Do you honestly think removing URLs from search results is an "egregious abuse of power?" This is the company that buys credit card transactions from Visa et al. and associates them with your maps and and history for the benefit of advertisers, and you're complaining about them removing a design element 95% of people probably don't care about?
I meant Google in general. It’s yet another tiny step in a terrible direction. At this point I would love to legislate most of Google out of existence, personally.
> I don't really buy using legislation. Alternatives exist and people don't seem to care to use them.
Google is engaged in using its market dominance in one segment to gain or maintain dominance in others, while suppressing the competition. This is illegal behavior for which Google has been fined several times over the past few years.
Just consider that in past Android versions there was a hard-coded Google search bar on the default home screen that you could not remove. Google has been forced to ask users and offer a set of alternative search engines on devices with recent Android versions. Same goes for Chrome and competing browsers [1].
Right now Google Search detects the Firefox for Android user agent and serves a second-tier search experience for Firefox users on Android. They have been doing this for the past 6 years [2].

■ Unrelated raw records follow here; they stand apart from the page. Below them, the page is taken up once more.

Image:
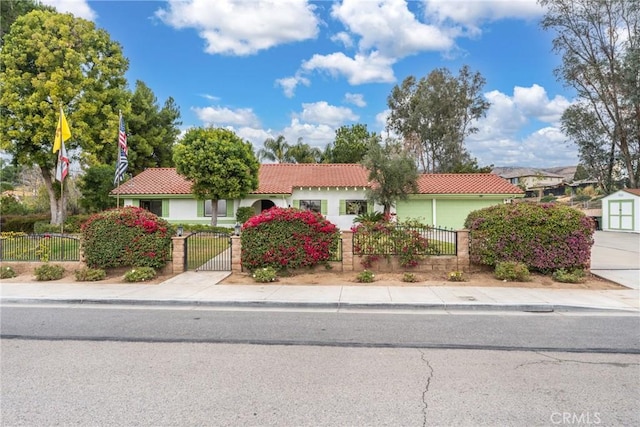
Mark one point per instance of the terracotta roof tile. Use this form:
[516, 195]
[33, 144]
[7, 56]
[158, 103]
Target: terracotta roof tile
[283, 178]
[466, 183]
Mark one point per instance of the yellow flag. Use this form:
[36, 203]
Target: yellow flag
[62, 132]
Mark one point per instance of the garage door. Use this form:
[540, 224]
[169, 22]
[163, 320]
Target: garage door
[621, 215]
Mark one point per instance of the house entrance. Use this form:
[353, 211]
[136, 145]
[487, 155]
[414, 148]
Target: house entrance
[207, 251]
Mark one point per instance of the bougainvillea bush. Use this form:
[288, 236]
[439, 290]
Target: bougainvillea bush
[287, 239]
[544, 237]
[126, 237]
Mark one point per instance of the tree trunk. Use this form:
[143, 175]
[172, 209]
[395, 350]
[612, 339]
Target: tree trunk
[214, 212]
[57, 202]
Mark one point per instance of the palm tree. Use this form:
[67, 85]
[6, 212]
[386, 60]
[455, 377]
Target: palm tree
[275, 150]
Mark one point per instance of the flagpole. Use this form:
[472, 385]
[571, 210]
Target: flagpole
[118, 158]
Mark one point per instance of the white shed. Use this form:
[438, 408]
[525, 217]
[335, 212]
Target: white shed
[621, 211]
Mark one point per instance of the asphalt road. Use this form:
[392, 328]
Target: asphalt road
[158, 367]
[576, 332]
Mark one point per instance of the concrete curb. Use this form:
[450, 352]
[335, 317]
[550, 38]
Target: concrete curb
[525, 308]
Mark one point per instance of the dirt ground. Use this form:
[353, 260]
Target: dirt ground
[477, 278]
[424, 279]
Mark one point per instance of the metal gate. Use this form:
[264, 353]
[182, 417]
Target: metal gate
[207, 251]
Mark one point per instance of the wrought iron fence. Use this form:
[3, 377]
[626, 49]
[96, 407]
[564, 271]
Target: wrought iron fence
[39, 247]
[393, 239]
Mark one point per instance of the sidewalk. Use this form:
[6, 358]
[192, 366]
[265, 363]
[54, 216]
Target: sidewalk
[201, 289]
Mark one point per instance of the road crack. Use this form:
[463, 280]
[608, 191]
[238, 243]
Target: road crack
[425, 404]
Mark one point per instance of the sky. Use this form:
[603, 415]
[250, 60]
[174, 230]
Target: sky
[302, 69]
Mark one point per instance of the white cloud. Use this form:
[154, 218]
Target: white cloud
[223, 116]
[389, 27]
[471, 13]
[236, 27]
[369, 68]
[502, 139]
[79, 8]
[289, 84]
[316, 135]
[323, 113]
[533, 101]
[356, 99]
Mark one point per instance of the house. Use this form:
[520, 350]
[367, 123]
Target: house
[530, 179]
[338, 191]
[621, 211]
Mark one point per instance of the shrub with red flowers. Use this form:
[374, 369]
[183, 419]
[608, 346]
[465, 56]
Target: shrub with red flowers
[544, 237]
[287, 239]
[406, 241]
[126, 237]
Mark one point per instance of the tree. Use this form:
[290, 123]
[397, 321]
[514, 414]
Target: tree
[52, 60]
[303, 153]
[599, 43]
[12, 9]
[95, 185]
[275, 150]
[435, 114]
[393, 172]
[152, 131]
[349, 146]
[219, 164]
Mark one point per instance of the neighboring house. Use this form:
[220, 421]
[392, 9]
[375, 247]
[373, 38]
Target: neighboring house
[621, 211]
[530, 179]
[338, 191]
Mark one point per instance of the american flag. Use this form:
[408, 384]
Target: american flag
[123, 162]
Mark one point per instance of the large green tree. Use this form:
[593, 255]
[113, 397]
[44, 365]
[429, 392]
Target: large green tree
[275, 150]
[435, 114]
[51, 60]
[95, 185]
[151, 130]
[599, 43]
[350, 144]
[220, 164]
[392, 170]
[10, 10]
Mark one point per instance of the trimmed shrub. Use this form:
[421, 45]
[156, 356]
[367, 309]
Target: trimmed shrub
[512, 271]
[140, 274]
[544, 237]
[126, 237]
[569, 276]
[49, 272]
[365, 276]
[287, 239]
[7, 273]
[244, 213]
[87, 274]
[265, 275]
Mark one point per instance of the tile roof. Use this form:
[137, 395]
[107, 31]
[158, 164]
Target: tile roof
[282, 178]
[465, 183]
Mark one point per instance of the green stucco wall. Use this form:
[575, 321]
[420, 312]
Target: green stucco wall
[450, 213]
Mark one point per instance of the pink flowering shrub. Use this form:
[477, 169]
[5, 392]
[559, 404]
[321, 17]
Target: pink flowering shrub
[544, 237]
[126, 237]
[287, 239]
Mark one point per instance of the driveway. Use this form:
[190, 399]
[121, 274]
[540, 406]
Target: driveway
[616, 257]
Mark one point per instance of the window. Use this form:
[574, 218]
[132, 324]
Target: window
[311, 205]
[222, 208]
[355, 207]
[153, 206]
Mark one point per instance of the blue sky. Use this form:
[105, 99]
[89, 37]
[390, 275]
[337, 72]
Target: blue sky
[304, 68]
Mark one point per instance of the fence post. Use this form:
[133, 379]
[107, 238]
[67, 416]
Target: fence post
[177, 254]
[463, 249]
[236, 254]
[347, 250]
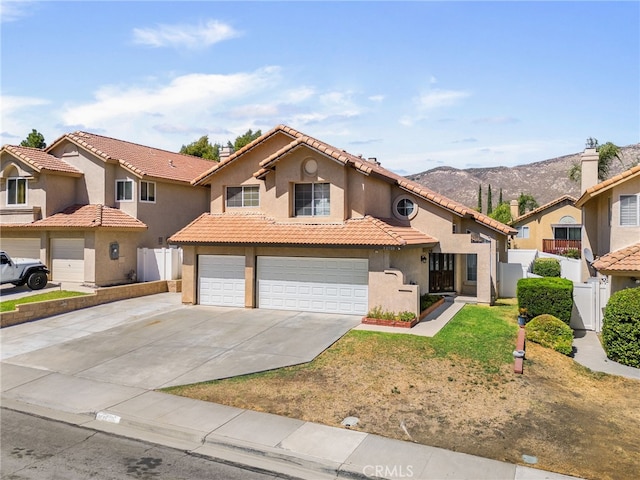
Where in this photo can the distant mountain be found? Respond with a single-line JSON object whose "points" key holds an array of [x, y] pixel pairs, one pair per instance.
{"points": [[545, 180]]}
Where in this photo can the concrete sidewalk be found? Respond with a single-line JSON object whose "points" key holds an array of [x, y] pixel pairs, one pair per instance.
{"points": [[41, 380]]}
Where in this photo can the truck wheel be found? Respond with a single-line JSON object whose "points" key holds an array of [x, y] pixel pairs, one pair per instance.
{"points": [[37, 280]]}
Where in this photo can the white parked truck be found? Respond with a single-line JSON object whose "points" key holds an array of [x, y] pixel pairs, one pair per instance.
{"points": [[23, 270]]}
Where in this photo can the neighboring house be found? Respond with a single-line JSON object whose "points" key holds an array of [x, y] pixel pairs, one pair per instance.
{"points": [[87, 202], [298, 224], [552, 228], [611, 224]]}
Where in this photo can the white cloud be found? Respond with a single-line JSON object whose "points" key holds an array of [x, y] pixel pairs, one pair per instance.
{"points": [[440, 98], [182, 35]]}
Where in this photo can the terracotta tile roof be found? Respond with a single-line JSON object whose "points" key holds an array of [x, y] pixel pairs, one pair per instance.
{"points": [[624, 260], [256, 228], [552, 203], [140, 159], [607, 184], [365, 166], [40, 160], [86, 216]]}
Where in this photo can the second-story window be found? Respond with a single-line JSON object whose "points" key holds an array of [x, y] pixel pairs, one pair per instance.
{"points": [[16, 191], [312, 199], [629, 212], [247, 196], [124, 190], [148, 192]]}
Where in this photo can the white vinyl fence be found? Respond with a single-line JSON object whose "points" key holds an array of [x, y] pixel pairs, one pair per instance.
{"points": [[159, 264]]}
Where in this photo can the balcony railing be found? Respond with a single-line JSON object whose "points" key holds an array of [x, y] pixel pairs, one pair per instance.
{"points": [[560, 247]]}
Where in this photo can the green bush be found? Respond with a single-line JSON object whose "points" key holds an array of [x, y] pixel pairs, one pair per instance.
{"points": [[551, 332], [546, 267], [550, 295], [621, 327]]}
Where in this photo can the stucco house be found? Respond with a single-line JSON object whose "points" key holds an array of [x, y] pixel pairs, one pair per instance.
{"points": [[298, 224], [86, 203], [555, 227], [611, 224]]}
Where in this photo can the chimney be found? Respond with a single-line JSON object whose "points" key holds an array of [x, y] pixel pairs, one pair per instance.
{"points": [[513, 205], [589, 169], [225, 152]]}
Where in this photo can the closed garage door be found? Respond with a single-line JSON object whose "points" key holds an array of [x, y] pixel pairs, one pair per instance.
{"points": [[329, 285], [22, 247], [67, 259], [221, 280]]}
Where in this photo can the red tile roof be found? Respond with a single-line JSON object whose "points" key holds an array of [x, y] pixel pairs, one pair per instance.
{"points": [[624, 260], [607, 184], [552, 203], [365, 166], [40, 160], [255, 228], [85, 216], [140, 159]]}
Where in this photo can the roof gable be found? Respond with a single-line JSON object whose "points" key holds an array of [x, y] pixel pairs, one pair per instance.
{"points": [[139, 159], [360, 164], [608, 184], [40, 161]]}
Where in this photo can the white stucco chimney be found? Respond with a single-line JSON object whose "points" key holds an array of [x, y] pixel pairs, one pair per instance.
{"points": [[589, 169], [513, 205]]}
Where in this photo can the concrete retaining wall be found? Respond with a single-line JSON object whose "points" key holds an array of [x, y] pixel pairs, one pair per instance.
{"points": [[28, 312]]}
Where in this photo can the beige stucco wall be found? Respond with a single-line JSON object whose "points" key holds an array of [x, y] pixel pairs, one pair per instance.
{"points": [[540, 225]]}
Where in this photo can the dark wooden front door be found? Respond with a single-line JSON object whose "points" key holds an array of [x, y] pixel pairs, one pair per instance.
{"points": [[441, 268]]}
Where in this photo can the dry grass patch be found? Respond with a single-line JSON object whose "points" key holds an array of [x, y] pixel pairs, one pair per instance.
{"points": [[458, 391]]}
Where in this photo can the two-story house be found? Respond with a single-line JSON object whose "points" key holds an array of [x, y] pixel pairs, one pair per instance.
{"points": [[555, 227], [611, 224], [298, 224], [86, 203]]}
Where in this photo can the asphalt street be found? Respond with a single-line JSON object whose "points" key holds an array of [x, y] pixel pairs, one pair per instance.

Yes it is when taken in aggregate with all of the other changes which have been hostile to users and good for their ad business. One example is how they used AB testing to justify, over the course of a decade, a slow redesign of Sponsored Results so they look nearly identical to like regular search results.
Their unethical behavior lead me to quit, divest, and delete all of my Google accounts.
Re: the phishing example, it's roughly analogous to a business refusing to put up caution signs around dangerous areas like slippery floors or where there's construction. It's such a small thing that could help prevent enormous losses from clients and yet they won't do it for shady business reasons.
> Do you honestly think removing URLs from search results is an "egregious abuse of power?"
Yes, it very obviously is. Google the search engine, and therefore Google, would never have gotten off the ground if it had hidden URL from the beginning.
> and you're complaining about them removing a design element 95% of people probably don't care about?
If so many people don't care about something so basic and crucial to not being a serf in the information age, then that makes the issue even more important, and Google's behaviour even more egregious.
Do you honestly think removing URLs from search results is an "egregious abuse of power?" This is the company that buys credit card transactions from Visa et al. and associates them with your maps and and history for the benefit of advertisers, and you're complaining about them removing a design element 95% of people probably don't care about?